My mind was clenched, registering only tunnels, darkness, beneath the city… but eventually a face appeared. Again, just eyes, though unlike Luna’s, these weren’t framed in a broken body. The skull housing them wasn’t crushed. And they remained fixed on one spot, willing me into coherence.

“You could crush me like that,” I said, voice so flat it could’ve been ground beneath Mackie’s boot too.

“Anyone in our world could crush you,” Skamar replied, truthfully. I winced, but didn’t hold the lack of sentiment against her. She wasn’t born like me. She didn’t have a past, so how could I expect empathy to be part of her makeup? It had to be learned, gained through experience. Skamar had never been weighed down with a personal history. No family or allies to betray her, while I’d had both. “But not like that,” she added, almost to herself.

So keeping a being alive beneath a pulverized body was a skill unique to Sleepy Mac. I swallowed hard, and though Skamar didn’t move, imagined her doing the same.

“Help her.” My voice came out knotted. Hearing it, I had the urge to resume my wailing, but I squeezed my lips tight. That’s how I held myself together.

“I already have.”

I frowned, and the glyph on her chest lit in response, delivering those deep-set eyes back into a face I’d helped create. Her mouth was rimmed in crimson, like she’d been smoking blood.

“What did you do?”

“Separated her soul from her body. Took her awareness out of that already rotting mess. I helped her,” Skamar added quickly, though she didn’t sound happy about it.

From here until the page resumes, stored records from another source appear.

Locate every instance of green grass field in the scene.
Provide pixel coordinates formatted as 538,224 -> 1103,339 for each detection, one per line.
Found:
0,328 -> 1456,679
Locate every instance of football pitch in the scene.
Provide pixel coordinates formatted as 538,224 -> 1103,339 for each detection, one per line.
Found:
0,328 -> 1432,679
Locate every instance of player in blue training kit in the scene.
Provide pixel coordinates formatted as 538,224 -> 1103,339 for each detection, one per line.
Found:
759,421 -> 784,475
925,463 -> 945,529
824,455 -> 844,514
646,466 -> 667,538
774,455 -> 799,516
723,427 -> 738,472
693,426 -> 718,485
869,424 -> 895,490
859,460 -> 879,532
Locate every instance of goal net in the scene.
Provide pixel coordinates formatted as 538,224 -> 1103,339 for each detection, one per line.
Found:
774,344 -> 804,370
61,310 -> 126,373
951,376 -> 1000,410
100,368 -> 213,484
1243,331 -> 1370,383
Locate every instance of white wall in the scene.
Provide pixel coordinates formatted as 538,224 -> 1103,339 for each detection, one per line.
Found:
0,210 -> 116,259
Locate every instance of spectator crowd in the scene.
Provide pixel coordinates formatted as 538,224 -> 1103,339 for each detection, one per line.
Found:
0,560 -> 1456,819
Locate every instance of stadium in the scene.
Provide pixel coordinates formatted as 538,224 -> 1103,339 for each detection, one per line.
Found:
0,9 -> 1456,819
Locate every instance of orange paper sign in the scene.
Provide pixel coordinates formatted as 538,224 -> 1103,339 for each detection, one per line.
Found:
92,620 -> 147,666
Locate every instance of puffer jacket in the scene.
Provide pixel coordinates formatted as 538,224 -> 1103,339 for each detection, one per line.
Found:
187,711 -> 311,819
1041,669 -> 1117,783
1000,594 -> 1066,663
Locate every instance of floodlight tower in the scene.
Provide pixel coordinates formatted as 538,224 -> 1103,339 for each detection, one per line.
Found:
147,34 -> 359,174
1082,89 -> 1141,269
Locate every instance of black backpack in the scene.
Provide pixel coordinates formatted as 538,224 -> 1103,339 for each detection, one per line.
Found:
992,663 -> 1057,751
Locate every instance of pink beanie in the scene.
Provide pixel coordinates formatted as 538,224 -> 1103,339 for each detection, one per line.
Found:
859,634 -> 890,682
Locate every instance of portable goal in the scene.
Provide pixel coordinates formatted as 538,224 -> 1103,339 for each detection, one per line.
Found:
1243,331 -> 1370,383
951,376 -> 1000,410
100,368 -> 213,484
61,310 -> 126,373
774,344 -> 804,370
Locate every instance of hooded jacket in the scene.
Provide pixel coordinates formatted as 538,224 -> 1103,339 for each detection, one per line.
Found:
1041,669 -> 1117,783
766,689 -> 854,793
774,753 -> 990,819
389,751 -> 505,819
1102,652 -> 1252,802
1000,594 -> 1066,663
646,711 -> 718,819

I thought of the Tulpa leaning over to suck life from Xavier’s body, and of the magic candle leading to Midheaven that yanked out soul bits along with a blown breath. I lunged for the darkness.

We remained silent long after I finished being sick.

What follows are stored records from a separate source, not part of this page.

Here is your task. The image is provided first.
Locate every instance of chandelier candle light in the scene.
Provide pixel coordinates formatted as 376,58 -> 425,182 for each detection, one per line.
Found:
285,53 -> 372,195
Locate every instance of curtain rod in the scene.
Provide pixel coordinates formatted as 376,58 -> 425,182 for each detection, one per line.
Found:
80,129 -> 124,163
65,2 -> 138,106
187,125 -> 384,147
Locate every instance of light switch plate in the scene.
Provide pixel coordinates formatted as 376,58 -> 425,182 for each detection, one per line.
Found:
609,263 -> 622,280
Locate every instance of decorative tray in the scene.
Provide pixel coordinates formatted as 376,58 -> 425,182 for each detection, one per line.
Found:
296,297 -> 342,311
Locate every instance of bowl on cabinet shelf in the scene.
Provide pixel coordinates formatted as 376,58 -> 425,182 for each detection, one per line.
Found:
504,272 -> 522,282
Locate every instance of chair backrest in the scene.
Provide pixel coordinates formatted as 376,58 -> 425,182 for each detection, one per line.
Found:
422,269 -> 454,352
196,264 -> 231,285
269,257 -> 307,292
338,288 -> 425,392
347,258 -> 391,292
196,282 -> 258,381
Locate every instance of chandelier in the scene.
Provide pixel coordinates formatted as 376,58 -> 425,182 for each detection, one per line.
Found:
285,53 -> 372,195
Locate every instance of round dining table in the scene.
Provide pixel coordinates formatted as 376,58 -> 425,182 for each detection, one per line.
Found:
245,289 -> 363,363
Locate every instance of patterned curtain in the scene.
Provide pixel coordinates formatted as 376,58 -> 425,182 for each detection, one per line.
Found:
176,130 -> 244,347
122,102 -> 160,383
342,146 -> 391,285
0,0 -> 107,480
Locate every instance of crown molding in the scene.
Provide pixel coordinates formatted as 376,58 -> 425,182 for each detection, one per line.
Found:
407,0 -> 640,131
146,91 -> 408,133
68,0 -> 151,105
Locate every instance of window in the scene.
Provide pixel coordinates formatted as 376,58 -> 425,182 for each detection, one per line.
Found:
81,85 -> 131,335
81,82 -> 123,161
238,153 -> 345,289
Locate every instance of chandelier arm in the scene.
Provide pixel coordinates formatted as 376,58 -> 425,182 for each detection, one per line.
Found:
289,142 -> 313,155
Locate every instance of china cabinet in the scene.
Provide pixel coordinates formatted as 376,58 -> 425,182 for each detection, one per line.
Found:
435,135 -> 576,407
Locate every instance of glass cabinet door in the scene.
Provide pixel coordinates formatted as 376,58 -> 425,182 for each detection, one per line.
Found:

“If it’s any consolation, her fear and pain eased at the end. Her consciousness thanked me.”

A tear rolled down my cheek. “And now?”

“She’s gone.”

Silence again, but I couldn’t hear it over the screaming in my head. Finally Skamar sensed my panic settling. “I will watch over you when I can.” Reluctance edged every word. “I was built to battle the Tulpa, it is my reason in all things, but if there’s enough left over…”

Meaning there were no promises. I might yet end up a bleeding sack of slivered organs and crushed bone, consciousness trapped in a postmortem stain.

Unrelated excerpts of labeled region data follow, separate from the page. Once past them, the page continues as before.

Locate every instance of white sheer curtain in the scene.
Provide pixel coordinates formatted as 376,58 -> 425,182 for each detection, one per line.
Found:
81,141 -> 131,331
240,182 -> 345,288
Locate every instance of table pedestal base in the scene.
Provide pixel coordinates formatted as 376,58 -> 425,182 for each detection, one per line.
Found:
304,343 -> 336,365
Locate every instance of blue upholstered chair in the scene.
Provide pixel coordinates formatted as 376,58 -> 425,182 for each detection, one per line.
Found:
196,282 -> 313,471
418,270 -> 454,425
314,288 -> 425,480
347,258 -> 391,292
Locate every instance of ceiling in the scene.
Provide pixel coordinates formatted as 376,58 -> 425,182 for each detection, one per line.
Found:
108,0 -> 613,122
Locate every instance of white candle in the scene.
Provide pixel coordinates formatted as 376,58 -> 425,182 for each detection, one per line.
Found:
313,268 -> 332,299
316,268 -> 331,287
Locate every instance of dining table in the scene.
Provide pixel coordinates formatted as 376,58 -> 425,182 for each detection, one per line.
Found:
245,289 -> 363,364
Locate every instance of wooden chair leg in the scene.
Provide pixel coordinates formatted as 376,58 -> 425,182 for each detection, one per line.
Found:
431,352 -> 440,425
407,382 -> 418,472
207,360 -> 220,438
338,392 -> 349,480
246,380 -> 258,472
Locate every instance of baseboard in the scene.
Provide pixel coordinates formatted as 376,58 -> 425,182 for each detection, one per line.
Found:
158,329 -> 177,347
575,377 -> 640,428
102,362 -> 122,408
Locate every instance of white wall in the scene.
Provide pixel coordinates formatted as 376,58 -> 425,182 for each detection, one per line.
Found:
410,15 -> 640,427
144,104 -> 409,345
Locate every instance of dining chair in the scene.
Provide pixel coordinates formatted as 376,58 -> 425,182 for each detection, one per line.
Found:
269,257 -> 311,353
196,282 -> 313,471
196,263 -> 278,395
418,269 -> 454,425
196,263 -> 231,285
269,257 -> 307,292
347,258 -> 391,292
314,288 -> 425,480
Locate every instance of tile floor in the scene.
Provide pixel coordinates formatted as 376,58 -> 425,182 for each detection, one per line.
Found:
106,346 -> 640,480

Hours earlier I might have retorted smartly, but now I only nodded and swayed. Skamar’s arms steadied me, but I remained unaware of my body, so numb the command to wiggle my feet didn’t register. I’d seen and even caused gruesome death before. People pitched into the afterlife with limbs wheeling to fight the inevitable. But I’d never seen something living reduced to such abject nothingness.

I angled my head to face her. “Do I smell like fear?”

Skamar hesitated, then shook her head.

“What, then?”

“Despair.”

“Will it encourage him?” I asked, because I knew Mackie would scent it eventually. That’s why Skamar had taken me here, into the tunnels beneath the city, where emotions could be temporarily crushed between two worlds.

She glanced up like the answer was scrawled in graffiti on the tunnel’s slope. Then she sighed. “It will fuel him.”

Another truth. I nodded woodenly, mentally chaining myself to it.